WETI guess I have a soft-spot for weird, short-lived magazines.  I’ve talked about how much I love RAW here before, and now I’ve just read Leonard Koren’s book Making WET: The Magazine of Gourmet Bathing about, well, making WET: The Magazine of Gourmet Bathing.  That was probably pretty obvious. Unlike RAW, though, I’ve never seen a copy of WET — but I was hipped to it when MetaFilter ran an incredibly interesting piece on it.  Once I read the articles linked, I knew I had to have this book.

I wasn’t disappointed.

Looking back, RAW and WET have a lot in common, aside from all-caps three-letter-adjective names.
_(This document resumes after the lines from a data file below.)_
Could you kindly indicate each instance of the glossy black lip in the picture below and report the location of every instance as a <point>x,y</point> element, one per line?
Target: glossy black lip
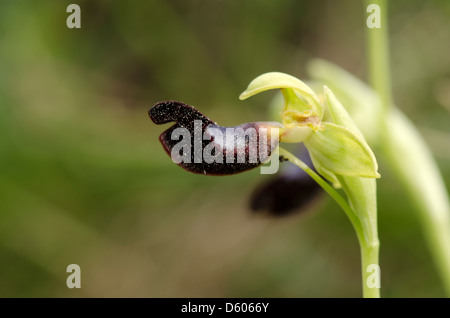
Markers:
<point>184,116</point>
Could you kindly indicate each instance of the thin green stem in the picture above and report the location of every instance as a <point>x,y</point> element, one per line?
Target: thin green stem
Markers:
<point>408,154</point>
<point>378,56</point>
<point>365,231</point>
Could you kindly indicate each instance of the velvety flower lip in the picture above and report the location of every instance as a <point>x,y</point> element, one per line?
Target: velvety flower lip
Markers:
<point>185,116</point>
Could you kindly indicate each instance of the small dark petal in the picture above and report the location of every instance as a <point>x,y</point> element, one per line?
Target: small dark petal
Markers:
<point>184,116</point>
<point>290,191</point>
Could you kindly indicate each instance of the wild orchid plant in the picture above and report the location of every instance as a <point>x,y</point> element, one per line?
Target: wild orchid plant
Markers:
<point>339,153</point>
<point>338,150</point>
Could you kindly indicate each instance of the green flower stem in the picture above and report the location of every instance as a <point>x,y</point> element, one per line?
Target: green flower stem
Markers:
<point>423,182</point>
<point>364,223</point>
<point>378,56</point>
<point>409,155</point>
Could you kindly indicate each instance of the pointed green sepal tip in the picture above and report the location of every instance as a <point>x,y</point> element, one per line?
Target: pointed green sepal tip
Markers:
<point>339,151</point>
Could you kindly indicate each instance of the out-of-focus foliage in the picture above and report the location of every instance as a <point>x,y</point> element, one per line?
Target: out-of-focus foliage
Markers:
<point>84,180</point>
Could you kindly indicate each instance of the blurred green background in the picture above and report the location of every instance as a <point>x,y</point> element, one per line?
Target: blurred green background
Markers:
<point>84,180</point>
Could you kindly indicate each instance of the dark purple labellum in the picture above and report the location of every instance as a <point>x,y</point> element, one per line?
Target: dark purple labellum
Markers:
<point>209,149</point>
<point>290,191</point>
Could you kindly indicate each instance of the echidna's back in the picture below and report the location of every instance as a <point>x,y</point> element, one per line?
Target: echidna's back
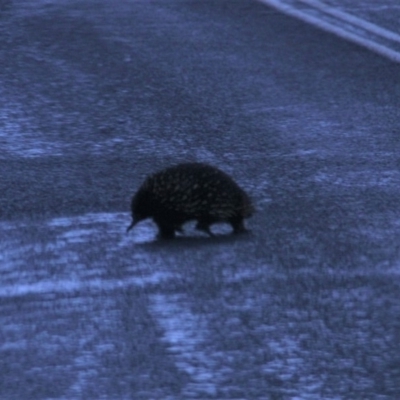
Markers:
<point>196,189</point>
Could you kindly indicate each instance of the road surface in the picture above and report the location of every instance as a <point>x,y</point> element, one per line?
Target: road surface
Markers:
<point>97,94</point>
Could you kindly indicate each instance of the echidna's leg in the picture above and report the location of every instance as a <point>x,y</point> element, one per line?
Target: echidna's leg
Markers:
<point>204,226</point>
<point>166,229</point>
<point>237,225</point>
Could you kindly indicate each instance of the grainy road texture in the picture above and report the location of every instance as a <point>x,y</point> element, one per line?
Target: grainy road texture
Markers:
<point>94,95</point>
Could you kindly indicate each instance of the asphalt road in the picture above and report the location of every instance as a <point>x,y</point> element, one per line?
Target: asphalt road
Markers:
<point>97,94</point>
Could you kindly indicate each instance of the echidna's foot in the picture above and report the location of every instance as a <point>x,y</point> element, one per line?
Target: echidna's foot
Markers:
<point>166,231</point>
<point>205,227</point>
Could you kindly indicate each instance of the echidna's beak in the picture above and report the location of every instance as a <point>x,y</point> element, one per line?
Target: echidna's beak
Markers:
<point>134,222</point>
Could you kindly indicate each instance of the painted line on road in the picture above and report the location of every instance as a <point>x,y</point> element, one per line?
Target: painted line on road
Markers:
<point>342,24</point>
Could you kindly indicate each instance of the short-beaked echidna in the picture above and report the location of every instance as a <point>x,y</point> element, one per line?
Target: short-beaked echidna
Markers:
<point>190,191</point>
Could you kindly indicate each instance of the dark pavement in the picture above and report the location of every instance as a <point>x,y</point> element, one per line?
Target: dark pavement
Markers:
<point>94,96</point>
Both had Gary Panter as a frequent

contributor, sure, but they also shared an aesthetic, one RAW applied to comics and design that WET applied to photography and prose.  The piece in Making WET reprinted from the November/December ‘79 issue “Concerning the Metaphysical Nature of Cigarettes” reminds me of some of the text pieces run in RAW (but without Francoise Mouly’s collage design) — it’s a very high-brow satirical piece about the then-new trend of naming cigarette brands after obscure concepts like “Merit”, “Fact” or “True”, rather than the “iconographic” names like Winston or Salem which “depended on [television advertising] to give full definition to their images”.  Sharon Hennessey, the author, then riffs on smoking as a philosophical exercise with personal philosophies like deconstructionism or realism determining which brand was smoked, and rather the idea that holding a certain philosophy compelled one to smoke.

Language_pigs_cover

If there’s a flaw in Making WET, it’s that there are few of these articles reprinted — only a small handful made it – a piece defining “Gourmet Bathing”, an interview with a WET cover model (a dog), and a long Matt Groening strip reviewing soaps.  What does make up for this though is the gorgeous reproductions of covers and interior photographs and art, along side Koren’s essay about the rise and fall of the magazine, from everything including raising financing, to getting ads and promoting WET.  I’m not sure if the techniques still would hold 30 years later — but reading Making WET makes me want to try.

Part of the great thing about Making WET is how much it does make me (I was going to say “the reader” here, but I think I might just be weird) want to create a magazine themselves from the ground up.  Doing layout, doing graphic design, commissioning articles, all that fun stuff.  I mean, that’s kinda what Kittysneezes IS — an attempt at an online magazine, but, well, that’s different in feel.  Design is more locked in — and, well, there’s just something about having a PHYSICAL magazine to look at.  Online, it’s more about pure content — sure, there’s something to be said for design online, but it’s more difficult to drastically change the design from article to article.  Once you dial in the design for the site, it tends to make all the content look the same.  And, of course, it’s very important to have a GOOD design — and trust me, I’ve seen some terribly designed websites in my day (and made a few, too), but… web design is very different than print design, and a bit more rigid.  Of course, print media becomes a dodgier and dodgier proposition by the minute, which makes me sad — and makes me wonder.  I’ve often wondered what the RAW or WET of today is…. but I also wonder if there even IS one… or COULD be.  Has that ship sailed?  I hope not.

Anyway, that’s a bit of a digression for a book review — but if you take away anything, it should be that you really should read Making WET.  And maybe start your own magazine.  Or help me start my own magazine.  Something like that, anyway.